Michael Pacanowski, Julia Vitarello, Insoo Hyun, Timothy Yu, Issam Zineh

August 24, 2023


Precision medicine has evolved from the application of pharmacogenetic biomarkers to the prospective development of targeted therapies in patients with specific molecular/genetic subtypes of disease to truly “N-of-1” medicines targeted to very small numbers of patients – in some cases, a single identified patient. This latter iteration of precision medicine presents unprecedented opportunities for patients with severe, life-threatening, or life-limiting diseases. At the same time, these modalities present complex scientific, clinical, and regulatory challenges. To realize the promise of individualized medicines, a multistakeholder approach to streamlining medical diagnoses, advancing the technologies that enable development of these therapeutic modalities, and re-envisioning collaborative environments for access and evidence generation is of critical importance. Herein, we highlight some of these challenges and opportunities.

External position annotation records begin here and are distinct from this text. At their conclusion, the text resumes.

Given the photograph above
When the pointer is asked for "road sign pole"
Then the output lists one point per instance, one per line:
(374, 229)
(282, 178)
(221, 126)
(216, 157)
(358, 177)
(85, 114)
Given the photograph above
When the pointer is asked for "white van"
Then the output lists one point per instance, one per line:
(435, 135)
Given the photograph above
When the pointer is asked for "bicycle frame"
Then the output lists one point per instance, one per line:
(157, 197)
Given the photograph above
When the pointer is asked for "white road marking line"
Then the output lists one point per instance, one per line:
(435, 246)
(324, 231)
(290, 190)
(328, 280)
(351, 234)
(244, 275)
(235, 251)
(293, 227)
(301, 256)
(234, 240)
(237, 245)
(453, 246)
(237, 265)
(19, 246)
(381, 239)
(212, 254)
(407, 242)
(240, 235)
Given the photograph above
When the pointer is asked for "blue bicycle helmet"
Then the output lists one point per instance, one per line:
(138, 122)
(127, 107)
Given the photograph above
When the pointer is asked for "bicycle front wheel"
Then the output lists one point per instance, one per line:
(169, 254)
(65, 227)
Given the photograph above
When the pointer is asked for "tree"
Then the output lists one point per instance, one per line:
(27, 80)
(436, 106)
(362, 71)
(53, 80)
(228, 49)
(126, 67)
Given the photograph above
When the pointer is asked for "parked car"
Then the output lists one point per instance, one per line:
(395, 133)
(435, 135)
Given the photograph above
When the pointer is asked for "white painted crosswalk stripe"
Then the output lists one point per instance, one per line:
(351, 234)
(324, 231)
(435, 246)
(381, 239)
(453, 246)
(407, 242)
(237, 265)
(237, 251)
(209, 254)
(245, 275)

Figure 1: Evolution from precision medicine to individualized therapies. Precision approaches to patient care are shown with selected, representative examples of drug and drug target or predictive biomarker relationships (e.g., CYP2D6 metabolizer status, genetic variants in drug targets, such as CFTR, complex multigene biomarkers, such as homologous recombination repair deficiency).

“Precision medicine” is “an innovative approach to tailoring disease prevention and treatment that takes into account difference in people's genes, environments, and lifestyles.” Tailoring therapeutic interventions to certain patient characteristics has long been viewed as the goal of many precision medicine research and implementation initiatives, and the approaches to realize that goal have been constantly evolving (Figure1). Much of what we consider to be “precision medicine” in modern terms has stemmed from the use of biomarker tests to assess disease susceptibility, prognosis, or likelihood of treatment response. Early examples of therapeutic individualization through molecular/genetic testing, for example, were largely derived from observations that drug metabolism, pharmacodynamic (PD), and immunological gene variants were associated with variability in drug response phenotypes thought to be relevant to patient outcomes on the subpopulation level. Today, numerous drugs targeted to subsets of patients defined by molecular features have been successfully, prospectively codeveloped with in vitrodiagnostic tests and approved for use by health authorities (primarily for cancers, e.g., lung cancer and epidermal growth factor receptor (EGFR) mutation testing for EGFR tyrosine kinase inhibitors, ovarian cancer and BRCA1/2 testing for poly ADP ribose polymerase inhibitors).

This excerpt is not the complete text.